Burnt Offerings

Robert Marasco
Burnt Offerings Cover

Burnt Offerings


So, I've read this book before. I didn't realize that until I went onto Goodreads to log it as my current read, and I saw that I had read it back in 1999. When I uploaded all my stats to Goodreads in 2010, I gave it two stars, probably because I didn't remember enough about it to remember liking it, which probably meant I thought it was OK, at best. I say that because I remember nothing about this book. I figured I would come across scenes and imagery that were familiar, but no, I may as well have been reading this for the first time. Given how much my tastes have changed in regards to horror fiction, though, maybe that's a good thing.

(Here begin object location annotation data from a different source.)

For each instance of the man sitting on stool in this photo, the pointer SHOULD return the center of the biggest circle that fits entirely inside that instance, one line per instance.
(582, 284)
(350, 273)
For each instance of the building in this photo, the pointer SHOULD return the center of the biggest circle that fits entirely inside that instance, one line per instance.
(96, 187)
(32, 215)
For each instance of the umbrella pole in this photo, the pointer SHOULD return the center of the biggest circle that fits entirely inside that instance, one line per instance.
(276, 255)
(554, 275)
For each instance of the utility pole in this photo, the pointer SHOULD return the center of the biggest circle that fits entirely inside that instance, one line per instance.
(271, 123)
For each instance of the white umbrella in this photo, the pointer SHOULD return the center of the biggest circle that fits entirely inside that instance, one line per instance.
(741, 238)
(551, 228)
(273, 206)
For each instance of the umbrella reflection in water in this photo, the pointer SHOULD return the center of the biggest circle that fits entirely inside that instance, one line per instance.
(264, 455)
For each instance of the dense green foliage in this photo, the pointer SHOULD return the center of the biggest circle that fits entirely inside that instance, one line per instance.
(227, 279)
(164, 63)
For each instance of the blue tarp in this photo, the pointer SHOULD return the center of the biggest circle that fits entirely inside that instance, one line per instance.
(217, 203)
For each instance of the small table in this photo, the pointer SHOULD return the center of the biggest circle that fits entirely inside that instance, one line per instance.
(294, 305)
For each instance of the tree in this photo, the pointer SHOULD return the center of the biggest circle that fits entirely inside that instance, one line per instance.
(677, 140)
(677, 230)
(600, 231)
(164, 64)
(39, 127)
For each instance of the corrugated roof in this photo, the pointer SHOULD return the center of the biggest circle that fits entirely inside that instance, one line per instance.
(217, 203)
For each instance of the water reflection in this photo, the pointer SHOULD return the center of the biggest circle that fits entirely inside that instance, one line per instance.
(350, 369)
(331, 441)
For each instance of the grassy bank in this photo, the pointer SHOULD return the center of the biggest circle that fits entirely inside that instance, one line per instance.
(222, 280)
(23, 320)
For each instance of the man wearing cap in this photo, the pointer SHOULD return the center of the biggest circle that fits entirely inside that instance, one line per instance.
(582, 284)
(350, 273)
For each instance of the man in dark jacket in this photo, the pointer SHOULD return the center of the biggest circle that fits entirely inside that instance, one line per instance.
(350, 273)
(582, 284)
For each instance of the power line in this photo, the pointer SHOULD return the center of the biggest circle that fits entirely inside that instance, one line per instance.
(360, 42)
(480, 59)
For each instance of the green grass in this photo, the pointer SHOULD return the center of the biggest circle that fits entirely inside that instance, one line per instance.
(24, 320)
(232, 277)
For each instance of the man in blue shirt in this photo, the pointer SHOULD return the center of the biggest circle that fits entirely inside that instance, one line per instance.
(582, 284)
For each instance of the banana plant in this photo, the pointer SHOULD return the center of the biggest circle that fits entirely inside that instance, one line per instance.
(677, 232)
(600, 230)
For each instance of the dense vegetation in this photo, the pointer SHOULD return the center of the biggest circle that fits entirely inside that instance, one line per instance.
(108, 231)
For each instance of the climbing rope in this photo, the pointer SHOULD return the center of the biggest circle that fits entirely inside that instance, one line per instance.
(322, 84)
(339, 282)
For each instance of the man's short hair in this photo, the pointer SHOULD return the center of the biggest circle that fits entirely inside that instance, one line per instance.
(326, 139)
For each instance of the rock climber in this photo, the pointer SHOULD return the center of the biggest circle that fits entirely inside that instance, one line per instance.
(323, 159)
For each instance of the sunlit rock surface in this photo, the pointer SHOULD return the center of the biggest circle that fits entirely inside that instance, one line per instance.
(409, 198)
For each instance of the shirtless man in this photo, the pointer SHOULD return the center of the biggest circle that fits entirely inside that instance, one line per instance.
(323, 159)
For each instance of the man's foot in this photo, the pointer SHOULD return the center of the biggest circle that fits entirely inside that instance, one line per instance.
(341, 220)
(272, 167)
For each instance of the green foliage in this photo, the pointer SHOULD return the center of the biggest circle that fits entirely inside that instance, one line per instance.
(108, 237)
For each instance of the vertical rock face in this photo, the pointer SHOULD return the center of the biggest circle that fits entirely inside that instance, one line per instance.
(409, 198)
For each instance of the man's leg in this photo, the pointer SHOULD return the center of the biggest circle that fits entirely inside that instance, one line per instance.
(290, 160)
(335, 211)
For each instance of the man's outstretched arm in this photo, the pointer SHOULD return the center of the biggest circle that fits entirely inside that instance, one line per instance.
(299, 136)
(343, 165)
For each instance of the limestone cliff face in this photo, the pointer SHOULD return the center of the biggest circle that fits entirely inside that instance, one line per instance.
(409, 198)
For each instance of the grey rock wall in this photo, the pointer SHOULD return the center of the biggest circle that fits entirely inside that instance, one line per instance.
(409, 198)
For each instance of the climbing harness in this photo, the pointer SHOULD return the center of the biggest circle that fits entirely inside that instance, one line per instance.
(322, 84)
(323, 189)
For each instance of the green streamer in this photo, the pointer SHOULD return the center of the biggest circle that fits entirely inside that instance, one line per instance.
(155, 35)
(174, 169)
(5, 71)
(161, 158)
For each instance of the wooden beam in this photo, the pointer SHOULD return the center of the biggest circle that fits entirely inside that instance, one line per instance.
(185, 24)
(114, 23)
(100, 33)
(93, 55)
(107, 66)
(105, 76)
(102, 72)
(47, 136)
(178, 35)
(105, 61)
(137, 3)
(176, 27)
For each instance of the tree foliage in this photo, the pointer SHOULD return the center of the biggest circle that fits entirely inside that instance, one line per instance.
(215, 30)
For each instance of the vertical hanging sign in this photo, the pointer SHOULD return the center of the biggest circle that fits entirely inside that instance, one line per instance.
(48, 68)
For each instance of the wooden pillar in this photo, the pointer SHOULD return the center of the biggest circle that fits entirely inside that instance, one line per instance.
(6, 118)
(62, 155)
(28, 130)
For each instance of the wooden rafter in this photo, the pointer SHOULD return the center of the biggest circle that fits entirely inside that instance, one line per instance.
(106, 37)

Marasco does a great job establishing this book. Within the first few chapters, he creates his three main characters -- a husband and wife with a son -- creates their main conflict -- they hate the city and want to find a place to get away -- and establishes the setting -- the city's noisome, overpopulated state, contrasted with the quiet getaway they seek. The plot centers around the three of them as they find the perfect, placid place for them to spend their summer, but like most offers that seem too good to be true, the manor where they find themselves comes with strings attached.

With this book, I realized I need to stop reading forewords until after I've finished the book, especially when the foreword is an appreciation by another author. I like reading them, since they usually give some further insight into the story, but they tend to spoil parts of the story. Stephen Graham Jones doesn't give anything of the story away, but he does tell me a bit more than I needed to know before I even started reading the book itself.

With that in mind, I don't plan on speaking much to the plot, since it's something worth discovering. Marasco built up the tension just perfectly, creating a feeling of inevitability to the circumstances, and finding ways to convey the horror of small, simple things. If you're into dark fantasy or horror, though, this is a fine example of the genre (though you should skip the foreword until you've finished the story).

This is the second book published by Valancourt I've read, and as much as I liked them both, I now have a new publisher to pay attention to. Burnt Offerings isn't the kind of horror where you'll find graphic descriptions of dismemberments, nor is it the kind of quiet horror Charles L. Grant mastered. Instead, it lives somewhere in between, telling us a disquieting story of obsession and sacrifice against the backdrop of an unusual house.